Çözüm sürecinin gelip dayandığı nokta bu. Çözüm süreci neyi çözdü?
Anlaşılan çözüm sürecinin aşamaları bunlarmış. Bölgeyi yavaş yavaş bu çetecilerin insafına terk etmek. Yoksa bu yapılanlara bir devletin göz yumması düşünülebilir mi? Ya bu hükümet bunlara hükmedemiyor yâda bu bir politikadır. Ölümü gösterip sıtmaya razı etme politikasıdır.
Tamama çözüm süreci diye herkes buna destek oldu. Bir daha kan akmasın, analar artık ağlamasın diye teşvik edildi. Ama bugün gelinen noktada hem kan akıyor hem de analar ağlıyor. Biz ne anladık bu çözüm sürecinden.?
Bu iş gelip ağa ile kahyanın hikayesine dönmedi mi?
“Ağa” ile “Kâhya”, binmişler “faytona” düşmüşler “kasaba”nın yoluna!..
Giderlerken, “ağa”nın gözüne; çok affedersiniz üzerinden hâlâ buhar yükselen bir “manda pisliği” takılmış...
Durdurmuş arabayı, dönmüş “kâhya”ya:
“Kâhya” demiş, “Şu manda pisliğinden bir parmak yersen, bu at da, bu araba da, köydeki kâşane de, çiftlik de senin olacak!”
Nihayetinde, “kâhya” da bir insan... Bir an, “zenginlik, güç ve şöhret hırsı”na kapılıp, almış bir parmak, götürmüş ağzına!..
“Tamam” demiş ağa;
“Mal varlığımın tamamı senin... Şimdi gel, sen benim koltuğuma otur, arabayı ben süreceğim!”
Anlayacağınız, “rol”ler değişmiş... Sadece “rol”ler değil, “mal, mülk ve şöhret” de el değiştirmiş!..
Ağa olmuş “kâhya”, kâhya olmuş “ağa!”
Kasabaya “yeni sıfatları” ile varmışlar... Alışverişlerini yapıp, dönüşe geçmişler!..

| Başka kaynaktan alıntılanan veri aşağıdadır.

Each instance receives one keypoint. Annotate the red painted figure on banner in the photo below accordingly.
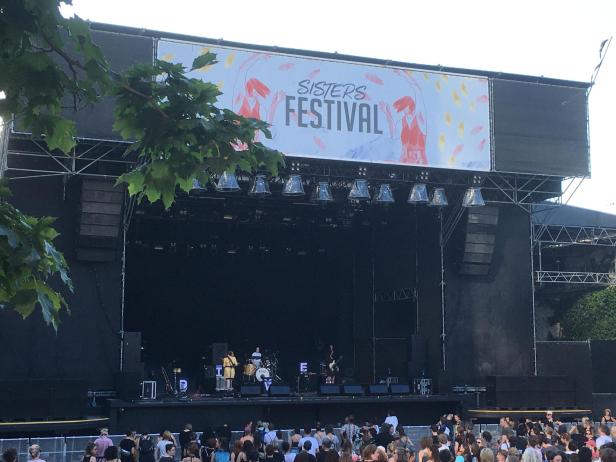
(412, 136)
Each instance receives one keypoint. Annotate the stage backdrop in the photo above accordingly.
(338, 110)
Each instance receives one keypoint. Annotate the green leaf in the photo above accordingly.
(206, 59)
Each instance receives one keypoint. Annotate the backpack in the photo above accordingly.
(146, 446)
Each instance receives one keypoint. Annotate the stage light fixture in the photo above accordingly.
(323, 193)
(473, 198)
(359, 191)
(418, 194)
(439, 198)
(293, 187)
(227, 183)
(384, 196)
(197, 186)
(259, 187)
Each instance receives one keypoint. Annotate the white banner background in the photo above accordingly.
(329, 109)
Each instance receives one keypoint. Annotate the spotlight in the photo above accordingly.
(473, 198)
(259, 187)
(323, 193)
(227, 183)
(439, 199)
(418, 194)
(384, 196)
(293, 187)
(359, 191)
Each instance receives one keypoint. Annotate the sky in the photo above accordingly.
(549, 38)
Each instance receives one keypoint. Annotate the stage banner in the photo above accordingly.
(331, 109)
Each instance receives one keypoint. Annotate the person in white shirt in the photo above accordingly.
(603, 436)
(270, 436)
(313, 441)
(255, 358)
(392, 420)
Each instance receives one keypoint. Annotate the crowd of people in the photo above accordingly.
(451, 440)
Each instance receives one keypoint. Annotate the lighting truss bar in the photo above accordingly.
(405, 293)
(575, 277)
(560, 235)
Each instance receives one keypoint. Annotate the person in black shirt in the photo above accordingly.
(186, 436)
(127, 447)
(384, 437)
(327, 452)
(169, 453)
(304, 455)
(146, 448)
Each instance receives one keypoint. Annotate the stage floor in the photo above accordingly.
(288, 412)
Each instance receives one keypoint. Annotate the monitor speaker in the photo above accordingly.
(352, 390)
(400, 389)
(378, 389)
(250, 390)
(128, 385)
(329, 390)
(280, 390)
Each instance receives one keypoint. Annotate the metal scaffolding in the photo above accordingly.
(562, 235)
(575, 277)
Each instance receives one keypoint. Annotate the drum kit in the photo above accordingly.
(262, 369)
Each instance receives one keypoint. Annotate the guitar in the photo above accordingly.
(334, 366)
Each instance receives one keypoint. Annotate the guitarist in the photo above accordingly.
(333, 366)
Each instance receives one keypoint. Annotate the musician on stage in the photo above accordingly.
(255, 358)
(229, 363)
(331, 366)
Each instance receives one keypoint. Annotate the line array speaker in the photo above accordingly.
(480, 241)
(100, 220)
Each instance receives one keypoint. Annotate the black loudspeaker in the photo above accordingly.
(329, 390)
(250, 390)
(280, 390)
(127, 385)
(100, 220)
(443, 383)
(400, 389)
(352, 390)
(219, 351)
(131, 361)
(479, 241)
(602, 353)
(378, 389)
(417, 356)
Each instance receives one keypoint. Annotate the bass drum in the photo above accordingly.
(262, 373)
(250, 369)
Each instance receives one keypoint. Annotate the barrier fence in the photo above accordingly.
(71, 448)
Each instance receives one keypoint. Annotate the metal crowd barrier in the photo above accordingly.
(71, 448)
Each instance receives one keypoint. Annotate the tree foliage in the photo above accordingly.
(593, 316)
(28, 262)
(48, 63)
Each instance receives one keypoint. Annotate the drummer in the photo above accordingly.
(255, 358)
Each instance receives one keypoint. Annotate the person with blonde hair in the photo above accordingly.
(487, 455)
(164, 440)
(530, 455)
(35, 453)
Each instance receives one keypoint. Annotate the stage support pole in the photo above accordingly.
(124, 227)
(442, 250)
(532, 287)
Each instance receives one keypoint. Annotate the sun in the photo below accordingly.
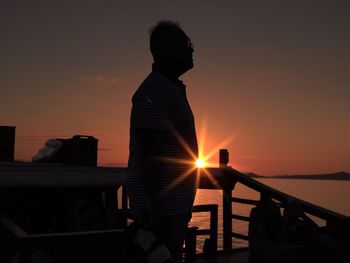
(200, 163)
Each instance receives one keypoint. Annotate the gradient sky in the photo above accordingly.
(274, 75)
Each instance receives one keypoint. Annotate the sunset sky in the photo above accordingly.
(274, 76)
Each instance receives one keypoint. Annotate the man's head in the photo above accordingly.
(171, 47)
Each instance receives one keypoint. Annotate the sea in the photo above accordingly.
(330, 194)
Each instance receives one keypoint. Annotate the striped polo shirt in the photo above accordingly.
(161, 104)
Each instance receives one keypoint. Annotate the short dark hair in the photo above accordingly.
(161, 33)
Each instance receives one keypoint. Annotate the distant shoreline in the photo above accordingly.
(339, 176)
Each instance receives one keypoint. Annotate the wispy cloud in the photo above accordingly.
(93, 79)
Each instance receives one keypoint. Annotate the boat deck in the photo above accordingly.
(236, 256)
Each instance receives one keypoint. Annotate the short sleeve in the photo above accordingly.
(151, 110)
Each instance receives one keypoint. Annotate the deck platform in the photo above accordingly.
(235, 255)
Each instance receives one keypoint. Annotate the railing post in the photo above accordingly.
(227, 218)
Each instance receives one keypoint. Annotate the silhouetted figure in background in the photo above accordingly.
(294, 237)
(161, 125)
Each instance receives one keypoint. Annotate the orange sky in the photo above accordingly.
(273, 77)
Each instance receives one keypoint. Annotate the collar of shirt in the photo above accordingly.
(159, 69)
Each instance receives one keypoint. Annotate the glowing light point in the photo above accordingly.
(200, 163)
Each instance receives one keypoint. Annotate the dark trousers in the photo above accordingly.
(172, 232)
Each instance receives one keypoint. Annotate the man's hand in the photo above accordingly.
(154, 213)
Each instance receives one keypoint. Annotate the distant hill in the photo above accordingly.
(330, 176)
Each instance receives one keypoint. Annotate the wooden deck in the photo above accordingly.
(236, 256)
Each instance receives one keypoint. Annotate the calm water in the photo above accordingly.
(334, 195)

Yine; Kâhya ağanın yerinde, ağa da kâhyanın!..
Ne var ki; “kâhya”nın içi rahat değil!.. Ya köylü sorarsa, ya “bu serveti manda pisliğine borçluyum!” demek zorunda kalırsa!..
Bu düşünceler içinde köye dönerlerken, gelmişler, “manda pisliği”nin olduğu yere... “Çiçeği burnunda ağa” dönmüş “eski ağa”ya:
“Heeyy ağa” demiş, “Şundan bir parmak da sen yer misin?”
Ardından eklemiş:
“Yersen, bana verdiğin her şey, yine senin olsun!”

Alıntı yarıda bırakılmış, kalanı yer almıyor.